LAMBDA: A Prophage Detection Benchmark for Genomic Language Models
LAMBDA: A Prophage Detection Benchmark for Genomic Language Models
Lindsey, L. M.; Pershing, N. L.; Dufault-Thompson, K.; Gwak, H.-j.; Habib, A.; Schindler, A.; Rakheja, A.; Round, J.; Stephens, W. Z.; Blaschke, A. J.; Sundar, H.; Jiang, X.
AbstractTransformer-based genomic sequence models represent an emerging frontier in computational biology. Yet, their embeddings have not yet shown the same level of predictive power as natural and protein language models, indicating a gap between current implementations and theoretical promise.

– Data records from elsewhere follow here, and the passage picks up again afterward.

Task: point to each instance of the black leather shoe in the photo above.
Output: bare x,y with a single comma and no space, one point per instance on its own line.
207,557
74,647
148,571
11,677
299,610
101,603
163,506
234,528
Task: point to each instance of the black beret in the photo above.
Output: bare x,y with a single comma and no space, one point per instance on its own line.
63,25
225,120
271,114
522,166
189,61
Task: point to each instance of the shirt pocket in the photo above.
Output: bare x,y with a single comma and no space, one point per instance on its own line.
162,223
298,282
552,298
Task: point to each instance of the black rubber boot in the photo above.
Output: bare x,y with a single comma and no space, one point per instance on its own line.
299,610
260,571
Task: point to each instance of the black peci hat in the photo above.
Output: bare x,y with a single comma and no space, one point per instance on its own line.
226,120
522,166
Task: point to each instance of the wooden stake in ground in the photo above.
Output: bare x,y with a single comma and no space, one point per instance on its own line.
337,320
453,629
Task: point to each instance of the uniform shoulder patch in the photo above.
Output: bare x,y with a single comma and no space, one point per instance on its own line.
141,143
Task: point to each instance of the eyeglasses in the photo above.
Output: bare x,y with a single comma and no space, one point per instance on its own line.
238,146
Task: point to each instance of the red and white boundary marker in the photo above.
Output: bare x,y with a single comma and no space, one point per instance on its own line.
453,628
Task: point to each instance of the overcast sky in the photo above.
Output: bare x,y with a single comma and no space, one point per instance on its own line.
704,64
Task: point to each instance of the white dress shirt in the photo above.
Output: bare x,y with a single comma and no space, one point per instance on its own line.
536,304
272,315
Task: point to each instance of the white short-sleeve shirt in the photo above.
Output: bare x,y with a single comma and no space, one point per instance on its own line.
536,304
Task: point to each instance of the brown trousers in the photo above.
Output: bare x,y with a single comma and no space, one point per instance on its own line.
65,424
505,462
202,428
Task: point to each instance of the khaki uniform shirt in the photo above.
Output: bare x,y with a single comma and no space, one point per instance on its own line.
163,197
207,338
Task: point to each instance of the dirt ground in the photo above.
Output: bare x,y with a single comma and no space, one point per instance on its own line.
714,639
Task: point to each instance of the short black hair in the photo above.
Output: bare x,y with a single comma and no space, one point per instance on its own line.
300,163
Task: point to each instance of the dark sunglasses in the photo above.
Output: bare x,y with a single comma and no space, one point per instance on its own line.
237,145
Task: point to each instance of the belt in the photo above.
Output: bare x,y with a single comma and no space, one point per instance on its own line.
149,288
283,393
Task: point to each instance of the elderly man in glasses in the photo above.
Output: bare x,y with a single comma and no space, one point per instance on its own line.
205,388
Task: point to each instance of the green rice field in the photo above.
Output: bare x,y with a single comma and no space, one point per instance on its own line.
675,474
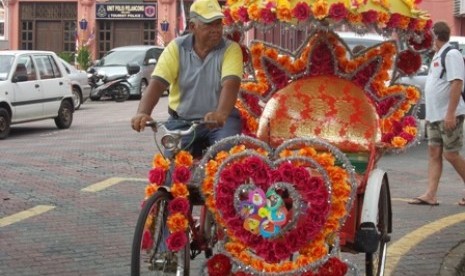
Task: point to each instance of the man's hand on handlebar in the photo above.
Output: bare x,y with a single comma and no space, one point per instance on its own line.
218,117
139,121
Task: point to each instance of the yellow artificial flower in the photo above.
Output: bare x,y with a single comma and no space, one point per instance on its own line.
160,162
183,158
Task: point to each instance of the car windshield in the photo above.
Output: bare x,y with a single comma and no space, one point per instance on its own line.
6,61
122,58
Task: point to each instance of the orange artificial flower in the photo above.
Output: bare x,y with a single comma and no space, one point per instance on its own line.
237,149
179,190
207,186
160,162
220,156
307,151
398,142
177,222
150,189
383,18
320,9
285,153
183,158
254,12
354,18
283,14
411,130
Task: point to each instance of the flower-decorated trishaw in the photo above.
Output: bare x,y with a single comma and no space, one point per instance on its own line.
301,184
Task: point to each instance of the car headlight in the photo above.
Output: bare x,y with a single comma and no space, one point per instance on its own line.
169,142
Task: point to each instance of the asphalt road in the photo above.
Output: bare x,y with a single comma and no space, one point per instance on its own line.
69,199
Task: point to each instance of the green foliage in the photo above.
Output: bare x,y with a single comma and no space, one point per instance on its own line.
83,57
67,56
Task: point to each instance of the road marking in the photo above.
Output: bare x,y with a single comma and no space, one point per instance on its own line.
407,242
401,199
97,187
34,211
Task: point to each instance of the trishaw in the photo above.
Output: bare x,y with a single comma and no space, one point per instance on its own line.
300,185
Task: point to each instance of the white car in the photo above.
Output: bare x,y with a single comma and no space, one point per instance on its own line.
34,86
79,82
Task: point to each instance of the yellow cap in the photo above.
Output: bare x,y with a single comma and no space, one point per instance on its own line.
206,10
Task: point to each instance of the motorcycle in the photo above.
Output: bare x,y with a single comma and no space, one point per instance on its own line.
116,87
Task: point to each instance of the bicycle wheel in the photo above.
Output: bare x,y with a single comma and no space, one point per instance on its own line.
374,262
149,253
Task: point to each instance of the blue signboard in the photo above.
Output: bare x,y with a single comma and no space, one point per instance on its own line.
126,11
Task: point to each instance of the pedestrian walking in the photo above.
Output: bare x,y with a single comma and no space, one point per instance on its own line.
445,112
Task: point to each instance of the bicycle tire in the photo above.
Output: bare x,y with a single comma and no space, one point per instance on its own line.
149,264
375,262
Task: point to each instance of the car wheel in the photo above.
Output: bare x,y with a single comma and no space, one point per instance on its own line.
120,93
65,115
4,123
143,86
77,97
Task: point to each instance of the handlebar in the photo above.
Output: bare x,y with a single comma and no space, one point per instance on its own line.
161,124
156,125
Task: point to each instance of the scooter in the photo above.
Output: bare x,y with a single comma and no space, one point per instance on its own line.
116,87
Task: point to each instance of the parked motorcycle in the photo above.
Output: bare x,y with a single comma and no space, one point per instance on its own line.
116,87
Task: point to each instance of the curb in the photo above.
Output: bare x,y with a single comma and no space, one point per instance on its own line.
454,262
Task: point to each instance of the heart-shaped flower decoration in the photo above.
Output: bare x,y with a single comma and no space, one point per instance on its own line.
278,204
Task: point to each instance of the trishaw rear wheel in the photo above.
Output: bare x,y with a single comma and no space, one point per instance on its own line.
149,253
375,262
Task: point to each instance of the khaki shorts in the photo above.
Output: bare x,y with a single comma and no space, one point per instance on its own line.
451,140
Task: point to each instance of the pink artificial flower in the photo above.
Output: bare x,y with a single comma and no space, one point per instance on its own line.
301,11
394,20
267,16
176,241
286,169
243,14
369,17
407,136
179,205
409,121
182,174
338,11
147,240
228,20
157,176
387,138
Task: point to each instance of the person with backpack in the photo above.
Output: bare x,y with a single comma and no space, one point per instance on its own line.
445,113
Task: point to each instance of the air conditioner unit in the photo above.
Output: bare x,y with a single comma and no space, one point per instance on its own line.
459,8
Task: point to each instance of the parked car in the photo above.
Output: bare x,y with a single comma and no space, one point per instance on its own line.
34,86
115,61
79,83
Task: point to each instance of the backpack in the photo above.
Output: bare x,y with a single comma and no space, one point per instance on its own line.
443,63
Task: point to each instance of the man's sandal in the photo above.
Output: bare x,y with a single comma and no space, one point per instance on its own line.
462,202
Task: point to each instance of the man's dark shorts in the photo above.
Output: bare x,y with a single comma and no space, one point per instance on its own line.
451,140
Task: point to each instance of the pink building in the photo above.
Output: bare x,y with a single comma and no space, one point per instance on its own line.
58,25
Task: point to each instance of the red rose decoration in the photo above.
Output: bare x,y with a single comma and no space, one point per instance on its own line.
301,11
176,241
157,176
338,11
179,205
408,62
182,174
369,17
333,267
219,265
425,42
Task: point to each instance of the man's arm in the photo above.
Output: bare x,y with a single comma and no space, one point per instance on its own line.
149,100
454,98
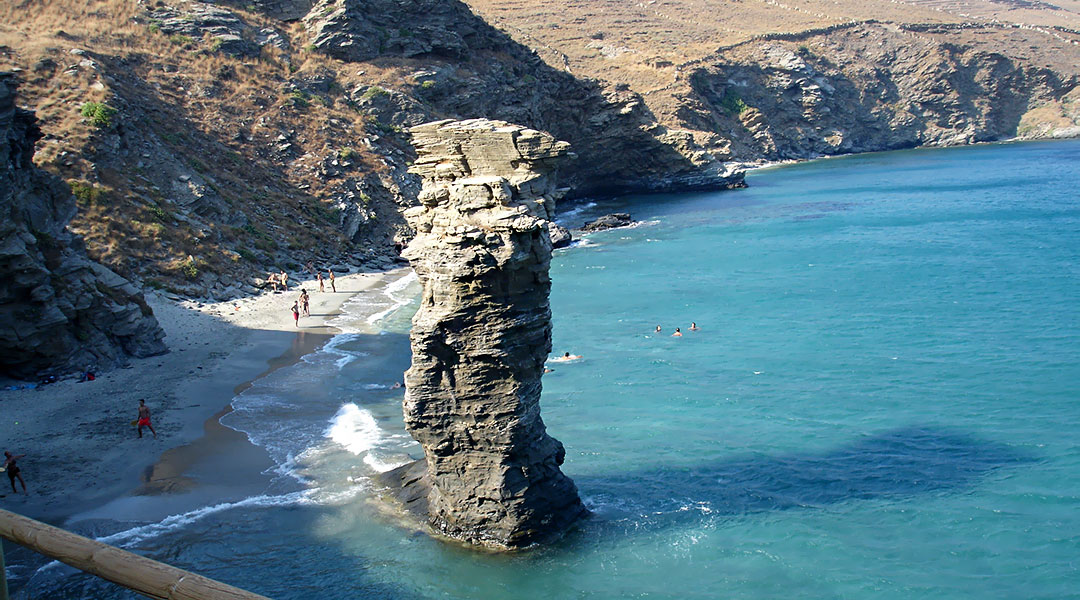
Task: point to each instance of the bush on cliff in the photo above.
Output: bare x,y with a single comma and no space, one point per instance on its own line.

Existing benchmarks for DNA language models primarily focus on classifying regulatory elements in eukaryotic genomes, leaving open the fundamental question of whether these models learn sequence-level features across whole genomes. We introduce LAMBDA, a benchmark designed to rigorously evaluate genome language model embeddings through phage-bacteria sequence discrimination across four categories of increasing complexity: probing tasks, fine-tuning assessments, diagnostic tests, and genome-wide prophage detection. Our comprehensive analysis of current genomic language models provides novel insights into the importance of training data quality relative to model size, the need for domain-specific training, and the application of genomic language models for detecting prophage sequences. This benchmark represents a challenging genomic annotation task in the bacterial domain and addresses a key computational problem with direct relevance to microbiology and medicine.